Permanent implantable Cardiac Rhythm Devices (CRDs) like Pacemakers and Implantable Cardioverter Defibrillator (ICDs) are more frequently used for arrhythmic disorders. Roughly, about 160,000 ICDs and 280,000 pacemakers were implanted in patients in North America alone as of 2006. The current devices are built in with more sophisticated features including reduced size and wireless communication. Although, the convenience of data storage, retrieval and communication is evident, the risk of less security to the device communication strategies is a concern to patient safety.

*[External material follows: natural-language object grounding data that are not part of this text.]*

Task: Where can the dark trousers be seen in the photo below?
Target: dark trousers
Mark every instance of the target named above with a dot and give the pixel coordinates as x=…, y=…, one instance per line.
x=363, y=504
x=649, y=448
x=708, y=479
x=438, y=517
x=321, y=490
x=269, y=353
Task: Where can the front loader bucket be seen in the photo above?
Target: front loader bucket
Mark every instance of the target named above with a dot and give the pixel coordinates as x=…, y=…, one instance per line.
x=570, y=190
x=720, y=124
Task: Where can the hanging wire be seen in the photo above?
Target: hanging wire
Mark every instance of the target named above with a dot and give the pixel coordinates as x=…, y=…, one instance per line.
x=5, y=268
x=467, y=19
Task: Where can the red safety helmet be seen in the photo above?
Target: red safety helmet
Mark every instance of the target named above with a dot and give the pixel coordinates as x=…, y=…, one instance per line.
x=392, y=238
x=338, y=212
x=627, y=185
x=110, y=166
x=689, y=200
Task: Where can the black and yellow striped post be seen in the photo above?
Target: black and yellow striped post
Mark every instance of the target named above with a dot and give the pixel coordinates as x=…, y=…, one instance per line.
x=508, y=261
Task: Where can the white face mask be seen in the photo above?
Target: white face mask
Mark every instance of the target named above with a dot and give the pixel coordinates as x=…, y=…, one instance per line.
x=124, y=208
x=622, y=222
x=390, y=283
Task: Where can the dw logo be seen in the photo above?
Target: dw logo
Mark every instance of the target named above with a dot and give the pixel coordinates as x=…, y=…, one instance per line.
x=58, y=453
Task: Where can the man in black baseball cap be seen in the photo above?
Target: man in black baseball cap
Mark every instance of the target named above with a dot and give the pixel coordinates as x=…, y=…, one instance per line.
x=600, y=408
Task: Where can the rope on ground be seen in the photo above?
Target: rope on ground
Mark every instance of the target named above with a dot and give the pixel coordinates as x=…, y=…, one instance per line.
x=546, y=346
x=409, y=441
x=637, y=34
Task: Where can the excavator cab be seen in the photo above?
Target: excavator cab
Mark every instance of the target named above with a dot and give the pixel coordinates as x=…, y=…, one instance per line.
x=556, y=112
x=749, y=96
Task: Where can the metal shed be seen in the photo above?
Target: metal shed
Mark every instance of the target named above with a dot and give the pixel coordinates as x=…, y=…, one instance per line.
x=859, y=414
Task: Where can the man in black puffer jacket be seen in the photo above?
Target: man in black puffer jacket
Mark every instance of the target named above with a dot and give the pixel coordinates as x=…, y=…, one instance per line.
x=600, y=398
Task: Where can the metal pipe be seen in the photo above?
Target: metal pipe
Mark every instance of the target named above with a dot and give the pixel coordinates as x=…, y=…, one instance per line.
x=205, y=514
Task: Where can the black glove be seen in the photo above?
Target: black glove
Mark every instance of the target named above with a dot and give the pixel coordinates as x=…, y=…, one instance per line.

The CRD circuit consists of programmable micro-circuit with a trans-receiver antenna & magnetic switch. The magnetic switch can either be a reed switch or giant magnetic resistor that gates the communication of the rest of circuit with external programmer. When kept in a magnetic field of appropriate strength, the devices communicate with the programmer after ‘handshaking’. The list below shows the magnetic field and handshaking frequency:
Magnetic Field (mT) Handshake Frequency
Medtronic 3.0 175Khz
Boston Scientific (Guidant) 1.0 50kHz
St. Jude Medical 2.25 8kHz
ELA Medical 1.35 8kHz
Biotronik 2.0 32kHz
We made a simple RC series antenna circuit to test the CRD’s the output signal on a 4 GSa/s oscilloscope. Seven CRDs from the five major manufacturers were tested: The signals from all the CRDs were decoded to extract information. Besides being dependent on distance, the signal strength was also dependent on the position of the magnet. Some devices required continuous magnet placement for interrogation, however, others emitted the signal up to 10s even after the magnet was removed. This concludes that if these devices are made to communicate at their particular frequency, entrenching and re-programming can possibly be done. Thus data access and device identification can be done easily by decoding this signal.
The easy accessibility of the communication signal spectrum of the devices makes the safety of CRDs very vulnerable. Innovations and more research are warranted in this area to protect these signals from being interacted other than any authentic device.